Humans with good eyesight can see objects at around 0.1 mm or 100 µm. A human hair is about 20-200 µm. A small human cell like a sperm might be 10 µm, and not visible; while a large fat cell might be 100 µm and be visible (just). A water molecule is about 0.0003 µm or 0.3 nanometres (nm = 10-9 m). But at this level, the physical dimensions of an object become problematic because the location in space is governed by quantum mechanics and is a probability. Indeed, the idea of the water molecule as an "object" is problematic. The classical description of the world breaks down at this scale. The average radius of a hydrogen atom at rest is calculated to be about 25 picometres or 25x10-12 m, but we've already seen that the location of the electron circling the hydrogen nucleus is a probability distribution. We define the radius in terms of an arbitrary cut off in probability. The estimated radius of an electron is less than 10−18 m (though estimates vary wildly). And we have to specify a resting state atom, because in a state of excitation the electron probability map is a different shape. It hardly makes sense to think of the electron as having a fixed radius or even as being an object at all. An electron might best be thought of as a perturbation in the electromagnetic field.

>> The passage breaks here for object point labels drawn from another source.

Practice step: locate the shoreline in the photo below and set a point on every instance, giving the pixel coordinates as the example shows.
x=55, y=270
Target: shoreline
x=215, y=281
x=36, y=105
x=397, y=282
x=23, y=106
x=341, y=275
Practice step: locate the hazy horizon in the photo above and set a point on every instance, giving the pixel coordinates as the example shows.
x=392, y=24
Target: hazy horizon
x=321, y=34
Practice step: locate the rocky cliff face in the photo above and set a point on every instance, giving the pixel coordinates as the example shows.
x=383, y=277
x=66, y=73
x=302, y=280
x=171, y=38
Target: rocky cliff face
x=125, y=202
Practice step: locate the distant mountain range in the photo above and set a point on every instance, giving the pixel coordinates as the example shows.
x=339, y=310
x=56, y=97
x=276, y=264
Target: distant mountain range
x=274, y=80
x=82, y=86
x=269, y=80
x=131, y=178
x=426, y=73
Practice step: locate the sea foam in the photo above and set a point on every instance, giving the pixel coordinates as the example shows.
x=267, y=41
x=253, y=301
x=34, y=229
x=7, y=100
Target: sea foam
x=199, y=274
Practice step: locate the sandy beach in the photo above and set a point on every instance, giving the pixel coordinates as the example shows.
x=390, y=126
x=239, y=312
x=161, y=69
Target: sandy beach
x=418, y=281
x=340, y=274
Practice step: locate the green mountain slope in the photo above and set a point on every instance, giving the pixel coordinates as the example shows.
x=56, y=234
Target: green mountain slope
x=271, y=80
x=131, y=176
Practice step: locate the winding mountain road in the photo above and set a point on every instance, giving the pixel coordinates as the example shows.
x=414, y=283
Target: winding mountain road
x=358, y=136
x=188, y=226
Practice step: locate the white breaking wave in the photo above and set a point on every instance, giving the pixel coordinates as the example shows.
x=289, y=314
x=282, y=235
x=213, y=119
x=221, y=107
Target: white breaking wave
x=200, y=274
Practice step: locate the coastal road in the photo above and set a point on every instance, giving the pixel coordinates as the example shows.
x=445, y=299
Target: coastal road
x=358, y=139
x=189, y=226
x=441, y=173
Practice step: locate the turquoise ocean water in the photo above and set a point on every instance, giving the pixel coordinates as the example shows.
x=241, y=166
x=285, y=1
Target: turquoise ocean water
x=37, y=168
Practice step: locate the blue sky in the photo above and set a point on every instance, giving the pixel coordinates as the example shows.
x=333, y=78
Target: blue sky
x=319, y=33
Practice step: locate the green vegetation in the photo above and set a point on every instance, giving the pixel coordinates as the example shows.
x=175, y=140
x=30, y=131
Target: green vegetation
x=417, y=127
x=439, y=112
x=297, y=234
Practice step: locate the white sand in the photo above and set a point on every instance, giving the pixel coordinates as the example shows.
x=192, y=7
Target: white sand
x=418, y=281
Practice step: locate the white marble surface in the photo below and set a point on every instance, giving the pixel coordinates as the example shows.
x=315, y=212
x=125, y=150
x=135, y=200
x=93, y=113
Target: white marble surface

The thing is that, as we scale down, we still think of things in terms of classical descriptions and we don't understand when classical stops applying. We cannot help but think in terms of objects, when, in fact, below the micron scale this gradually makes less and less sense. Given that everything we experience is on the macro scale, nothing beyond this scale will ever be intuitive.

As Sean Carroll says, the many worlds are inherent in Hilbert Space. Other theories have to work out how to eliminate all of the others in order to leave the one that we observe. Copenhagen argues for something called "collapse of the wave function". Why would a wave function collapse when you looked at it? Why would looking at something cause it to behave differently? What happened in the universe before there were observers? Everett argued that this is an artefact of thinking of the world in classical terms. He argued that, in effect, there is no classical world, there is only a quantum world. Subatomic particles are just manifestations of Hilbert Space and the Wave Equation. The world might appear to be classical on some scales, but this is just an appearance. The world is fundamentally quantum, all the time, and on all scales.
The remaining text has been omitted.